7. Il résulte de tout ce qui précède que M. B... n'est pas fondé à soutenir que c'est à tort que, par le jugement attaqué, le Tribunal administratif de Nouvelle-Calédonie a rejeté sa demande.
Sur les frais liés à l'instance :
8. Les dispositions de l'article L. 761-1 du code de justice administrative font obstacle à ce que soit mis à la charge de la Nouvelle-Calédonie, qui n'est pas, dans la présente instance, la partie perdante, le versement de la somme que M. B... demande au titre des frais exposés par lui et non compris dans les dépens. Par ailleurs il n'y a pas lieu, dans les circonstances de l'espèce, de mettre à la charge de M. B... le versement de la somme que la Nouvelle-Calédonie demande sur le fondement des mêmes dispositions.
DÉCIDE :
Article 1er : La requête de M. B... est rejetée.
Article 2 : Les conclusions de la Nouvelle-Calédonie présentées sur le fondement des dispositions de l'article L. 761-1 du code de justice administrative sont rejetées.
Article 3 : Le présent arrêt sera notifié à M. D... B... et à la Nouvelle-Calédonie.
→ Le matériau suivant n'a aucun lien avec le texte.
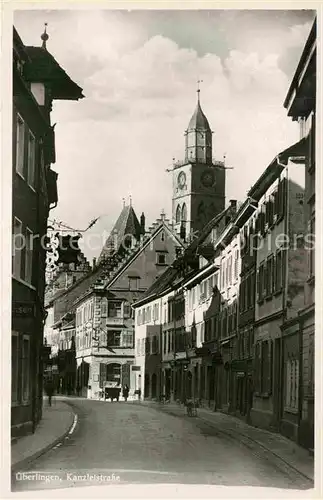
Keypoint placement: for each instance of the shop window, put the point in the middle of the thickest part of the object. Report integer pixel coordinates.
(25, 368)
(292, 385)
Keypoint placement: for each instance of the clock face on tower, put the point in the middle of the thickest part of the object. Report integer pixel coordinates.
(181, 179)
(208, 178)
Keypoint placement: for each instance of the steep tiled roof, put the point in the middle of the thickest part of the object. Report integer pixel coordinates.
(43, 67)
(173, 275)
(127, 224)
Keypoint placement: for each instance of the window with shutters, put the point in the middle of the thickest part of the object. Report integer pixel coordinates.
(311, 248)
(275, 206)
(28, 274)
(273, 275)
(113, 373)
(126, 338)
(258, 368)
(14, 367)
(279, 270)
(114, 309)
(20, 146)
(25, 368)
(261, 282)
(17, 248)
(292, 385)
(269, 277)
(104, 308)
(282, 194)
(114, 338)
(266, 367)
(236, 264)
(31, 160)
(126, 310)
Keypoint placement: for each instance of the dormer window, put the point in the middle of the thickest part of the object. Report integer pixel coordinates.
(161, 258)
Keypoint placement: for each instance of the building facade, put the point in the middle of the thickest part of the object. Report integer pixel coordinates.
(300, 104)
(38, 80)
(98, 306)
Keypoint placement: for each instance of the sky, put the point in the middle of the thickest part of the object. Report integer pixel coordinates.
(139, 71)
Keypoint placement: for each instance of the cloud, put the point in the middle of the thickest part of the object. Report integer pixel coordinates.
(140, 94)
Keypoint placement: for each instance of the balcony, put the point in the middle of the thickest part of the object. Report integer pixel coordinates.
(114, 321)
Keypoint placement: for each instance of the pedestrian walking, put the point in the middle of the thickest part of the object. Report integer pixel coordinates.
(125, 392)
(49, 388)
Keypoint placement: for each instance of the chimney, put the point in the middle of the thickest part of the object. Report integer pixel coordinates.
(142, 223)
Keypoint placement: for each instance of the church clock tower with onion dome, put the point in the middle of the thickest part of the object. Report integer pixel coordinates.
(198, 180)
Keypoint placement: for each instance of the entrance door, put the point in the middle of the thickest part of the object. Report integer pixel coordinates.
(278, 383)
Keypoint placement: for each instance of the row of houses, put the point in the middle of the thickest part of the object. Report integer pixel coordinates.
(215, 305)
(231, 322)
(38, 81)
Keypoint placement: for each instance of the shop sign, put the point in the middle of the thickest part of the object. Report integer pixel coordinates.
(23, 309)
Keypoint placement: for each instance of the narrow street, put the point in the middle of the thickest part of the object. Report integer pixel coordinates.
(133, 443)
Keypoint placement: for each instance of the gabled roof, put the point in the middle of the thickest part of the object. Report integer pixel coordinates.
(127, 224)
(158, 227)
(43, 67)
(173, 276)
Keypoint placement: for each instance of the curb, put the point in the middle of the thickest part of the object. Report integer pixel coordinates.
(31, 458)
(280, 462)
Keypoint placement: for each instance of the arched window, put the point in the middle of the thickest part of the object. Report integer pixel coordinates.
(178, 214)
(184, 212)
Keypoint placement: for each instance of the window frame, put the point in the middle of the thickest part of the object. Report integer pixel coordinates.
(14, 258)
(161, 254)
(15, 402)
(20, 158)
(31, 168)
(28, 257)
(25, 399)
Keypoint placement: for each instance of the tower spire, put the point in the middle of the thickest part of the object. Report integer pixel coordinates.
(198, 90)
(44, 37)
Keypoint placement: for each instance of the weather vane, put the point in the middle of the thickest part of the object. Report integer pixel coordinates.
(198, 88)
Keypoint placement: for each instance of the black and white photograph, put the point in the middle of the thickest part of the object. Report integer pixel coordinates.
(161, 209)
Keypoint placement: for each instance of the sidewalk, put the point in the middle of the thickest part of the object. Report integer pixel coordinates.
(53, 427)
(281, 448)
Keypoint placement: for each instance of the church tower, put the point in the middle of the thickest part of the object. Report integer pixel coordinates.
(199, 180)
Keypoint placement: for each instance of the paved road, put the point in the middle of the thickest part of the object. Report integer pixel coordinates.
(124, 442)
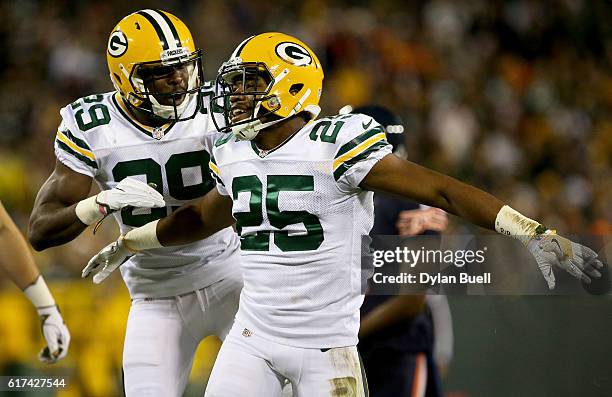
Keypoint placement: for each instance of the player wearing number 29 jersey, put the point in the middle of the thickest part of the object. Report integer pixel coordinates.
(300, 214)
(147, 145)
(98, 137)
(300, 192)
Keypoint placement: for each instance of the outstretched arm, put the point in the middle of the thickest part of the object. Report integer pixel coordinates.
(191, 222)
(196, 221)
(62, 209)
(16, 260)
(53, 220)
(402, 178)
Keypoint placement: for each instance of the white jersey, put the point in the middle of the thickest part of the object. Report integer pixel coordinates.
(300, 215)
(99, 138)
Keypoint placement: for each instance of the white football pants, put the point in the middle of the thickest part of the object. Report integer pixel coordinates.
(163, 334)
(249, 365)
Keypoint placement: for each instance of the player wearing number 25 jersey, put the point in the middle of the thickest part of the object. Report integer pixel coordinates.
(147, 146)
(300, 192)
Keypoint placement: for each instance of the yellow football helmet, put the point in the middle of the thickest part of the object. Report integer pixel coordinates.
(151, 44)
(293, 74)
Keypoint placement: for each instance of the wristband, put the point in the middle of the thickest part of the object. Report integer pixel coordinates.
(38, 293)
(510, 222)
(89, 211)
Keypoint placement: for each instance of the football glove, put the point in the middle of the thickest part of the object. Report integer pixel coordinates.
(56, 334)
(550, 249)
(111, 257)
(130, 192)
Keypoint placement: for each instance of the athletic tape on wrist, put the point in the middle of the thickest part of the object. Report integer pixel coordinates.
(142, 238)
(38, 293)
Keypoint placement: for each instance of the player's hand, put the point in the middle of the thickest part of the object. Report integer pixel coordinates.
(550, 249)
(130, 192)
(414, 222)
(110, 257)
(55, 333)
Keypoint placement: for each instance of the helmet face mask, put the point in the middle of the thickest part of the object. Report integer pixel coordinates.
(155, 66)
(249, 83)
(147, 78)
(293, 79)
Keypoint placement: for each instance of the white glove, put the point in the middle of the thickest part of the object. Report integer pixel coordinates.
(551, 249)
(128, 192)
(112, 256)
(55, 333)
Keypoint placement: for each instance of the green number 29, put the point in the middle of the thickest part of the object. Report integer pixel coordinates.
(260, 241)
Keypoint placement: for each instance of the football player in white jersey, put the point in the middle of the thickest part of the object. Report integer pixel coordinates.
(300, 192)
(147, 145)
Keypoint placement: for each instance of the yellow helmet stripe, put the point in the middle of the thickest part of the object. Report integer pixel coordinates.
(236, 52)
(162, 28)
(173, 30)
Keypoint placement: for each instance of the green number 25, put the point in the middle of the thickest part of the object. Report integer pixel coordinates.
(260, 241)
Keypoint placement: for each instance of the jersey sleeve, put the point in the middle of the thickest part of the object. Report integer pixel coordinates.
(214, 171)
(362, 144)
(72, 149)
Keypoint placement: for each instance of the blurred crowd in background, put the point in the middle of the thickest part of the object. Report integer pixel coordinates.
(512, 96)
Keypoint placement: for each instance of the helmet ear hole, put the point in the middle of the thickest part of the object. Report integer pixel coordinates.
(296, 88)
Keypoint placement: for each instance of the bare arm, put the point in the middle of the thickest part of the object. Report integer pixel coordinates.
(196, 221)
(53, 220)
(15, 257)
(406, 179)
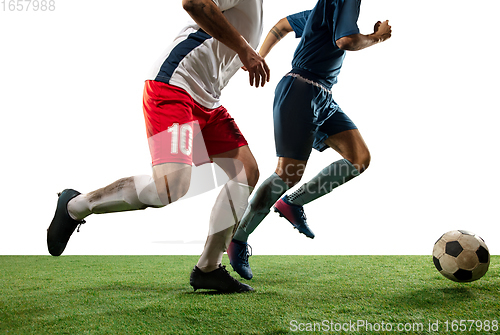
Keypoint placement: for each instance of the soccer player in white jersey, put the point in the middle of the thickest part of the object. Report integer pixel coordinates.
(186, 124)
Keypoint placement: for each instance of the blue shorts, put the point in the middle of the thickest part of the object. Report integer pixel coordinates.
(305, 115)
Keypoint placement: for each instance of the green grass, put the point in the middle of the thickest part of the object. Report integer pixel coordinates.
(151, 295)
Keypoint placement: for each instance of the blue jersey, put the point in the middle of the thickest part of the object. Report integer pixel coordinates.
(317, 56)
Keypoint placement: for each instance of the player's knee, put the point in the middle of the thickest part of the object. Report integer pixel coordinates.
(253, 174)
(362, 160)
(171, 190)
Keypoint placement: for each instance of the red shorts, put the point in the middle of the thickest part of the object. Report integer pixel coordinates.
(180, 130)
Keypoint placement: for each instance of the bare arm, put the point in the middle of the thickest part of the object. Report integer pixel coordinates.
(210, 18)
(382, 32)
(280, 30)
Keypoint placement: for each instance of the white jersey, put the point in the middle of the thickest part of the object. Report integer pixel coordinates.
(202, 65)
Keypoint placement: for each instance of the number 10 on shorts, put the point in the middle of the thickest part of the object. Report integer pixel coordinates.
(182, 138)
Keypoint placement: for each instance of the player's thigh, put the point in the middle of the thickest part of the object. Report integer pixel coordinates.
(290, 170)
(351, 145)
(239, 164)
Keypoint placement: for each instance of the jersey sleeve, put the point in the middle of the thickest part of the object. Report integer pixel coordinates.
(227, 4)
(298, 22)
(347, 19)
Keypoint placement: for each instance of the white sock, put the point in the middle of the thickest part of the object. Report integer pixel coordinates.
(226, 213)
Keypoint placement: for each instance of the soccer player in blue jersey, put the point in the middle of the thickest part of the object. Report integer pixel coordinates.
(306, 117)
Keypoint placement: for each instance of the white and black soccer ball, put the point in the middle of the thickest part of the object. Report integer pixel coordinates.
(461, 256)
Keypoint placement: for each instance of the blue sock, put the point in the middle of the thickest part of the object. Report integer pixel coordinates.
(323, 183)
(258, 208)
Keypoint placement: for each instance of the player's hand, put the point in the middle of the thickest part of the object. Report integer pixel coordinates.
(256, 66)
(383, 30)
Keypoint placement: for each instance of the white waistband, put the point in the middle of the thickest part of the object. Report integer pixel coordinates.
(295, 75)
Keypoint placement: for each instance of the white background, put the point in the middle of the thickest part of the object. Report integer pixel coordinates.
(71, 85)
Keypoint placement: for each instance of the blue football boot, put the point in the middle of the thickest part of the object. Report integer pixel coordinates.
(294, 214)
(238, 258)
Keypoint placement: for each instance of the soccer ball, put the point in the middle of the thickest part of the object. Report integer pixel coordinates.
(461, 256)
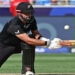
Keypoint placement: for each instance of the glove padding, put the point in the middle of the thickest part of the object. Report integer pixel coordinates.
(46, 39)
(55, 44)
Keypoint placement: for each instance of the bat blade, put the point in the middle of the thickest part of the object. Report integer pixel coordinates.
(70, 43)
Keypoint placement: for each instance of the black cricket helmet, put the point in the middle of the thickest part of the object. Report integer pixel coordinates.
(25, 7)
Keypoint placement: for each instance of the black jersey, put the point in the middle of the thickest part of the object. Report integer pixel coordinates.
(14, 27)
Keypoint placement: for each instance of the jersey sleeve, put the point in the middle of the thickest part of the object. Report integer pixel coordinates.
(34, 26)
(15, 30)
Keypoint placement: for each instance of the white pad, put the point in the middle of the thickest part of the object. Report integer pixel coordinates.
(55, 44)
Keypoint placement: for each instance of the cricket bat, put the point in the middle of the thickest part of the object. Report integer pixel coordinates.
(70, 43)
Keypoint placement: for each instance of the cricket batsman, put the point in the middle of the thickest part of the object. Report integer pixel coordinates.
(15, 37)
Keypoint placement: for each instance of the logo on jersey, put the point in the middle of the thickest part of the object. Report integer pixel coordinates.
(18, 32)
(29, 6)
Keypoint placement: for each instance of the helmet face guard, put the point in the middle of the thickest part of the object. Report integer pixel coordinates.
(25, 8)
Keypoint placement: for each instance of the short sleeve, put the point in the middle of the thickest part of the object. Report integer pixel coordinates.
(15, 29)
(34, 25)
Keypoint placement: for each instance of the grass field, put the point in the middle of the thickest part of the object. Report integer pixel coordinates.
(44, 63)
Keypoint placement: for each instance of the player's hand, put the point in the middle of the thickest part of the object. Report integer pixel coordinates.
(55, 43)
(46, 39)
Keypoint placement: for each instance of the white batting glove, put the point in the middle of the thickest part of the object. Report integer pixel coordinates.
(55, 44)
(45, 39)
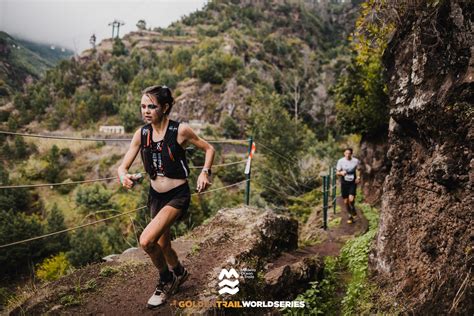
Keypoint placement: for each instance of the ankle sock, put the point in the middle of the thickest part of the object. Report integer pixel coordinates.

Délibéré après l'audience du 24 novembre 2020, à laquelle siégeaient :
- M. Jardin, président de chambre,
- Mme A..., président assesseur,
-M. Aggiouri, premier conseiller,
Rendu public par mise à disposition au greffe le 8 décembre 2020.
Le rapporteur,
P. A...Le président,
C. JARDIN
Le greffier,
C. BUOT
La République mande et ordonne au ministre des outre-mer en ce qui le concerne ou à tous huissiers de justice à ce requis en ce qui concerne les voies de droit commun contre les parties privées, de pourvoir à l'exécution de la présente décision.